Showing posts with label NoSQL. Show all posts
Showing posts with label NoSQL. Show all posts

Thursday, April 19, 2018

Why no language to replace SQL?

The history of programming is littered with programming languages. Some endure for ages (COBOL, C, Java) and some live briefly (Visual J++). We often develop new languages to replace existing ones (Perl, Python).

Yet one language has endured and has seen no replacements: SQL.

SQL, invented in the 1970s and popularized in the 1980s, has lived a good life with no apparent challengers.

It is an anomaly. Every language I can think of has a "challenger" language. FORTRAN was challenged by BASIC. BASIC was challenged by Pascal. C++ was challenged by Java; Java was challenged by C. Unix shell programming was challenged by AWK, which in turn was challenged by Perl, which in turn has been challenged by Python.

Yet there have been no (serious) challengers to SQL. Why not?

I can think of several reasons:
  • Everyone loves SQL and no one wants to change it.
  • Programmers think of SQL as a protocol (specialized for databases) and not a programming language. Therefore, they don't invent a new language to replace it.
  • Programmers want to work on other things.
  • The task is bigger than a programming language. Replacing SQL means designing the language, creating an interpreter (or compiler?), command-line tools (these are programmers, after all), bindings to other languages (Python, Ruby, and Perl at minimum), and data access routines. With all features of SQL, including triggers, access controls, transactions, and audit logs.
  • SQL gets a lot of things right, and works.
I'm betting on the last. SQL, for all of its warts, is effective, efficient, and correct.
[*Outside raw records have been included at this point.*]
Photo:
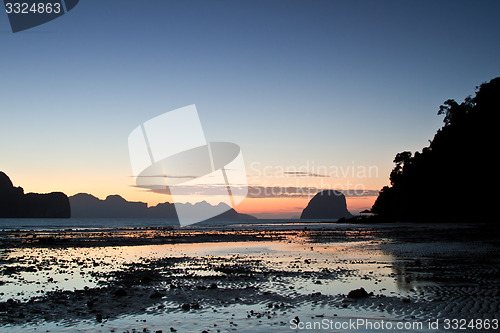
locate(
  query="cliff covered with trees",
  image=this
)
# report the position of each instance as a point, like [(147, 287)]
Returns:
[(456, 175)]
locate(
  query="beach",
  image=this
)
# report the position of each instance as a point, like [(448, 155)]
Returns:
[(258, 277)]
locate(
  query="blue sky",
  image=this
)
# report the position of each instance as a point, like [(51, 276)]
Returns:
[(290, 81)]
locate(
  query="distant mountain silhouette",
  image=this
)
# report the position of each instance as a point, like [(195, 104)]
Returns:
[(114, 206), (15, 204), (328, 204), (454, 176)]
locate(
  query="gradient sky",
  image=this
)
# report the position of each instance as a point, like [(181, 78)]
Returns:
[(297, 84)]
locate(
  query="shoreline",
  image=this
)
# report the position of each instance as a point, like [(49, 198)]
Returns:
[(415, 271)]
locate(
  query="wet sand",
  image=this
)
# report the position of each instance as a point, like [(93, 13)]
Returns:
[(247, 278)]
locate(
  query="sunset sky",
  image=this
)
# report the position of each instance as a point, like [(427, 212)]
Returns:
[(318, 94)]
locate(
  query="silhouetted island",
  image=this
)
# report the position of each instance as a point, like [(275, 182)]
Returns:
[(15, 204), (84, 205), (453, 178), (328, 204)]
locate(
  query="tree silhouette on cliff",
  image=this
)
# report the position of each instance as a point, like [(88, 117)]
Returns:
[(454, 177)]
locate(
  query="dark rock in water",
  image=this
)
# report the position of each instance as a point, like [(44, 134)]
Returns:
[(120, 293), (85, 205), (15, 204), (156, 294), (359, 293), (329, 204)]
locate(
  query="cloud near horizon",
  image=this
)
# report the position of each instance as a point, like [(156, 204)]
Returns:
[(257, 191)]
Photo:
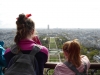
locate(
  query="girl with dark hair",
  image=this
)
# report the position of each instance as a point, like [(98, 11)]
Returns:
[(25, 39), (71, 50)]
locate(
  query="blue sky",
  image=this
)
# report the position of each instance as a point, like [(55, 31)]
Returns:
[(56, 13)]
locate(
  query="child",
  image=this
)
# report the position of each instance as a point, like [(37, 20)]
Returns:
[(71, 50), (2, 59)]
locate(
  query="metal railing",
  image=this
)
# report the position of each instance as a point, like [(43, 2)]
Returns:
[(93, 67)]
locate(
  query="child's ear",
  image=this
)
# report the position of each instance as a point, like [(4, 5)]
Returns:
[(32, 32)]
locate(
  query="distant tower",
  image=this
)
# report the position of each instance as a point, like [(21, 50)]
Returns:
[(48, 27)]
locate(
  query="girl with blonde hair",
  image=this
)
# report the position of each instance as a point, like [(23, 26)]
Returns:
[(71, 50)]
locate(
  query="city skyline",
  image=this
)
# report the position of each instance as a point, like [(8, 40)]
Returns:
[(55, 13)]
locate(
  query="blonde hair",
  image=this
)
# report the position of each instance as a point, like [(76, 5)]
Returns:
[(73, 50)]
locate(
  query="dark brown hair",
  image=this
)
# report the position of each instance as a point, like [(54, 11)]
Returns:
[(73, 50), (24, 27)]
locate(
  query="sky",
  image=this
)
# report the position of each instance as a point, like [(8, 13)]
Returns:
[(55, 13)]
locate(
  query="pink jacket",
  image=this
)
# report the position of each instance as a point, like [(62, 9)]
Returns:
[(62, 69)]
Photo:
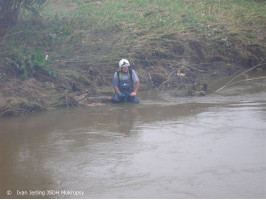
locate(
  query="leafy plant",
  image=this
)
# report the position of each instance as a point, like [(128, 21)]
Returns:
[(27, 62), (10, 10)]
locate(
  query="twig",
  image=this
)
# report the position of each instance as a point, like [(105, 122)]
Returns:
[(228, 83), (167, 79)]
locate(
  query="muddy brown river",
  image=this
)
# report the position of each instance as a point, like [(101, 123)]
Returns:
[(165, 147)]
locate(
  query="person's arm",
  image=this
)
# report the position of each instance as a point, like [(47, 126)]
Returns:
[(117, 91), (136, 88)]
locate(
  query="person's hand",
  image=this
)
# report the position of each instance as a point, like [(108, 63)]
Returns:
[(121, 95), (133, 94)]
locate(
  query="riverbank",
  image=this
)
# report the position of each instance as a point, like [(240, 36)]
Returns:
[(185, 45)]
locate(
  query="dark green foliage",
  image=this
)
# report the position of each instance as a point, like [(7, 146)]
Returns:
[(10, 10), (28, 62)]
But perhaps there is a challenger to SQL: NoSQL.

In one sense, NoSQL is a replacement for SQL. But it is a replacement of more than the language -- it is a replacement of the notion of data structure. NoSQL "databases" store documents and photographs and other things, but they are rarely used to process transactions. NoSQL databases don't replace SQL databases, they complement them. (Some companies move existing data from SQL databases to NoSQL databases, but this is data that fits poorly in the relational structure. They move some of their data but not all of their data out of the SQL database. These companies are fixing a problem, not replacing the SQL language.)

NoSQL is a complement of SQL, not a replacement (and therefore not a true challenger). SQL handles part of our data storage and NoSQL handles a different part.

It seems that SQL will be with us for some time. It is tied to the notion of relational organization, which is a useful mechanism for storing and processing homogeneous data.

Wednesday, March 19, 2014

The fecundity of programming languages

Some programming languages are more rigorous than others. Some programming languages are said to be more beautiful than others. Some programming languages are more popular than others.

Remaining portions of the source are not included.